È il senso di un altro episodio della mia vita che colpì molto il cardinale Martini e che voglio qui richiamare. Era al termine della Marcia della Morte. (...) Vidi un’ombra che camminava vicino a me, mi sfiorava. Lui in verità neanche mi vedeva, ero io però che vedevo lui. Era il comandante dell’ultimo campo, era un SS, un uomo che fino a poche ore prima era stato terribile con le prigioniere: calci, nerbate e disprezzo totale di una razza inferiore che per caso era ancora viva a disturbare. Lui mi toccava praticamente, era di fianco a me, mandò via il cane, si mise in borghese,
buttò via l’orgogliosa divisa delle SS e buttò via infine la pistola. La gettò ai miei piedi. Be’, io non ero più quella bambina che era scesa dal treno, io ero vissuta per lunghi mesi nell’odio e nel sogno della vendetta e in quel momento pensai, dopo tutta la violenza che avevo visto: «Adesso lui è qui in mio potere, raccolgo la pistola e gli sparo». Mi sembrava che il desiderio di ucciderlo fosse il giusto e degno finale di quel male altrui che avevo tanto sofferto fino a quel momento. Fu però un attimo, una tentazione fortissima come non l’ho mai più avuta nella mia vita. In quell’attimo realizzai anche che io non ero come lui, io non ero come il mio assassino. Io avevo sempre scelto la vita e chi sceglie la vita non può mai togliere la vita a nessuno per nessun motivo. Non ho raccolto quella pistola per fortuna e da quel momento sono stata quella donna libera e quella donna di pace che sono anche adesso.

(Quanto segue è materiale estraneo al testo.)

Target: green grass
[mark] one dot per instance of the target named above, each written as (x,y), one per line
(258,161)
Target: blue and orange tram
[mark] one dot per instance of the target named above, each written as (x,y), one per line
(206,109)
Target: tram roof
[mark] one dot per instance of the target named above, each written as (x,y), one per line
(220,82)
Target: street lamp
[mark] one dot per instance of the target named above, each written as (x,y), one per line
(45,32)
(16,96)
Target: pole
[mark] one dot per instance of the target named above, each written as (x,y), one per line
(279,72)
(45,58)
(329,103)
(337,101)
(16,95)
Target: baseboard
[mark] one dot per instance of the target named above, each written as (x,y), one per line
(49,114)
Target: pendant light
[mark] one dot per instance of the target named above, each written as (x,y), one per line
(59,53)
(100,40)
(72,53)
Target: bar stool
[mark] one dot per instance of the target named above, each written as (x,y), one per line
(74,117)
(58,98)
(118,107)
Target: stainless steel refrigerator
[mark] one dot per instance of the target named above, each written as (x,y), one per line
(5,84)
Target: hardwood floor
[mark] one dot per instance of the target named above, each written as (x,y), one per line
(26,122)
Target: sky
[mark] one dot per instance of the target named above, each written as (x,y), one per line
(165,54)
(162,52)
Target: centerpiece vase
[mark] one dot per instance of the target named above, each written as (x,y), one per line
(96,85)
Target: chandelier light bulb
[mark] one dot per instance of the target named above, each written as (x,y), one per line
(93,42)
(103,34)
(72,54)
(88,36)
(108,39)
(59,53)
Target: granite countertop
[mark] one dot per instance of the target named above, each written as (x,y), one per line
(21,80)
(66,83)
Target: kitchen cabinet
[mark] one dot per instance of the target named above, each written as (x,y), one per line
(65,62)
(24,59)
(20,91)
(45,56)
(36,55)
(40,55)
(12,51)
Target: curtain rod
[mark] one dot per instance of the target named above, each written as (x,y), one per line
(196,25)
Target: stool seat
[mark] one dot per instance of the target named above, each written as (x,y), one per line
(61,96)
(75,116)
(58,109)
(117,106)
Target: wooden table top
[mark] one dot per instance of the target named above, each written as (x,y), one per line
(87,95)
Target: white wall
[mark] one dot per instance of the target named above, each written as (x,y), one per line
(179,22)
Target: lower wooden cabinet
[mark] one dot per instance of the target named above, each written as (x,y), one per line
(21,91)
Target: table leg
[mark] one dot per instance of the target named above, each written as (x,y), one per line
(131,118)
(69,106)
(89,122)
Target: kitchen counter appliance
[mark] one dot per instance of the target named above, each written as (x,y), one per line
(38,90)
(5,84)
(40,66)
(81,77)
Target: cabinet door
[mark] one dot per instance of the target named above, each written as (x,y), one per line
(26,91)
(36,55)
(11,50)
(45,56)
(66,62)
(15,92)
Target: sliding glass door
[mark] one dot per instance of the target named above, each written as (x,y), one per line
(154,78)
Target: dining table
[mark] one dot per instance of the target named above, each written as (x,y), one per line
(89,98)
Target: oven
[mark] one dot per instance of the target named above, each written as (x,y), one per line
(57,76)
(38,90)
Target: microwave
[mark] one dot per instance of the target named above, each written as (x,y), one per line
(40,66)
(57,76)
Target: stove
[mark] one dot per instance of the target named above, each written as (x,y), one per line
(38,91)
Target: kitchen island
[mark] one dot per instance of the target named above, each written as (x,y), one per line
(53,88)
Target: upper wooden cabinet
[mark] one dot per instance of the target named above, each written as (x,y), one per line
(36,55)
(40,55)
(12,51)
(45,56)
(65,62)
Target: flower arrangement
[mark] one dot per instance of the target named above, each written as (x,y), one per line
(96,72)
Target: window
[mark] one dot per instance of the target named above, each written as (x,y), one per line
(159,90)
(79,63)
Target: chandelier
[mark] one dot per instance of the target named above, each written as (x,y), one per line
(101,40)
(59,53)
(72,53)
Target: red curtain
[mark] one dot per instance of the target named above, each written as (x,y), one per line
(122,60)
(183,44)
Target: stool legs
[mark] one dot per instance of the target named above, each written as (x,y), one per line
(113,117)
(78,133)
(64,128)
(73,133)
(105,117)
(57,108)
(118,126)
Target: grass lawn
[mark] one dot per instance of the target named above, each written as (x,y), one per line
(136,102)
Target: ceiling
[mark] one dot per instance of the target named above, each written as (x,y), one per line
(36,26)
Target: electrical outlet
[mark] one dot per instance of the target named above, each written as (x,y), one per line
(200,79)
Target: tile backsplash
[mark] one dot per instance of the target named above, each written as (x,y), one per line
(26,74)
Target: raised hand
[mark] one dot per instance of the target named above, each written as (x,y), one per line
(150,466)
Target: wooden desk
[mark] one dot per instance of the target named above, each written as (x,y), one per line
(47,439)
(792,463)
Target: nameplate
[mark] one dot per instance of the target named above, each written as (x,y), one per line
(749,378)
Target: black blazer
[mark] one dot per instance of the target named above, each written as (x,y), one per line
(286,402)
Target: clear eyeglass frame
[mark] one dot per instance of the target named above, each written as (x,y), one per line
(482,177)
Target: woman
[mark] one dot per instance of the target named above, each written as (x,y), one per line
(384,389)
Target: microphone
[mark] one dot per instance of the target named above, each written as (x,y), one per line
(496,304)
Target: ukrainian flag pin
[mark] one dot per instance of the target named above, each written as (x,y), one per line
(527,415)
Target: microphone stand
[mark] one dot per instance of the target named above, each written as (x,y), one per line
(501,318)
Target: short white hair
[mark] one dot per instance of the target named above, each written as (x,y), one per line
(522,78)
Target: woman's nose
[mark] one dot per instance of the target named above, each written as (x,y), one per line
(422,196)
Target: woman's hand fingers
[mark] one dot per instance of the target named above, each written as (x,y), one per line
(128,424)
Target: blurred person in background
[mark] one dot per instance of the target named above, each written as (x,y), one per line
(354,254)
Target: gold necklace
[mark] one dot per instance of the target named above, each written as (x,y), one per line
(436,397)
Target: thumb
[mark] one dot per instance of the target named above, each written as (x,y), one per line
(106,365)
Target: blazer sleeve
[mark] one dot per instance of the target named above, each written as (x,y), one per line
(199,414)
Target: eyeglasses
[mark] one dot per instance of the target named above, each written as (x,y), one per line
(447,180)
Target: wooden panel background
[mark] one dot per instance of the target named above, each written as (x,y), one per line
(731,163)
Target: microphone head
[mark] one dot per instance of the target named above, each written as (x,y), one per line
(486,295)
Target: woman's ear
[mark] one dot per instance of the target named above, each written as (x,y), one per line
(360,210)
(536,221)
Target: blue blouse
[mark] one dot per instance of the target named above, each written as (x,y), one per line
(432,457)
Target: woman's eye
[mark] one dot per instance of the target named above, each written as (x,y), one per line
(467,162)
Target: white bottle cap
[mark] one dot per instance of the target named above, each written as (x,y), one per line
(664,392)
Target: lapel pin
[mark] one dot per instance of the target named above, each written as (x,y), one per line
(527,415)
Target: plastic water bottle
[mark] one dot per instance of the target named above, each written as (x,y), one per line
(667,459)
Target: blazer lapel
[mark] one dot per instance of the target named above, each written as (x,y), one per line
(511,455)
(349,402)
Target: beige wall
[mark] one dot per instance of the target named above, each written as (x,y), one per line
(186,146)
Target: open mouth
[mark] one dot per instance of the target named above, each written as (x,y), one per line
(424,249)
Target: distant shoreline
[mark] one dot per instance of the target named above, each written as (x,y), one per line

Questo episodio colpisce sempre il pubblico che mi ascolta e colpì anche il cardinale Martini. Ne colse il valore autentico, dirimente fra noi e loro, fra la nostra idea di civiltà e di umanità e la loro che è esattamente contraria, disumana e nichilista. Voglio concludere sottolineando il senso di questo idem sentire di fondo con il cardinale Martini, di cui ho sempre ammirato la profondità della cultura e il senso di umanità, l’attenzione all’altro, alle sue ragioni, ai suoi bisogni. Ma ci tengo a condividere anche un altro mio ricordo di lui: in uno dei nostri incontri gli dissi che mi sentivo spesso inadeguata e confusa; mi guardò e disse: «Non tema nulla, Lei è Lei!». Ho sempre interpretato queste parole più che come un complimento personale, come un invito a tutte le persone a essere se stesse, a dare un senso alla propria vita, ad attingere alle risorse che ciascuno di noi serba dentro di sé e che deve coltivare, ma anche usare nella vita di tutti i giorni, per renderla migliore e degna di essere vissuta. Anche su questo eravamo d’accordo. Che la nostra sym-pathia possa essere di esempio e di stimolo.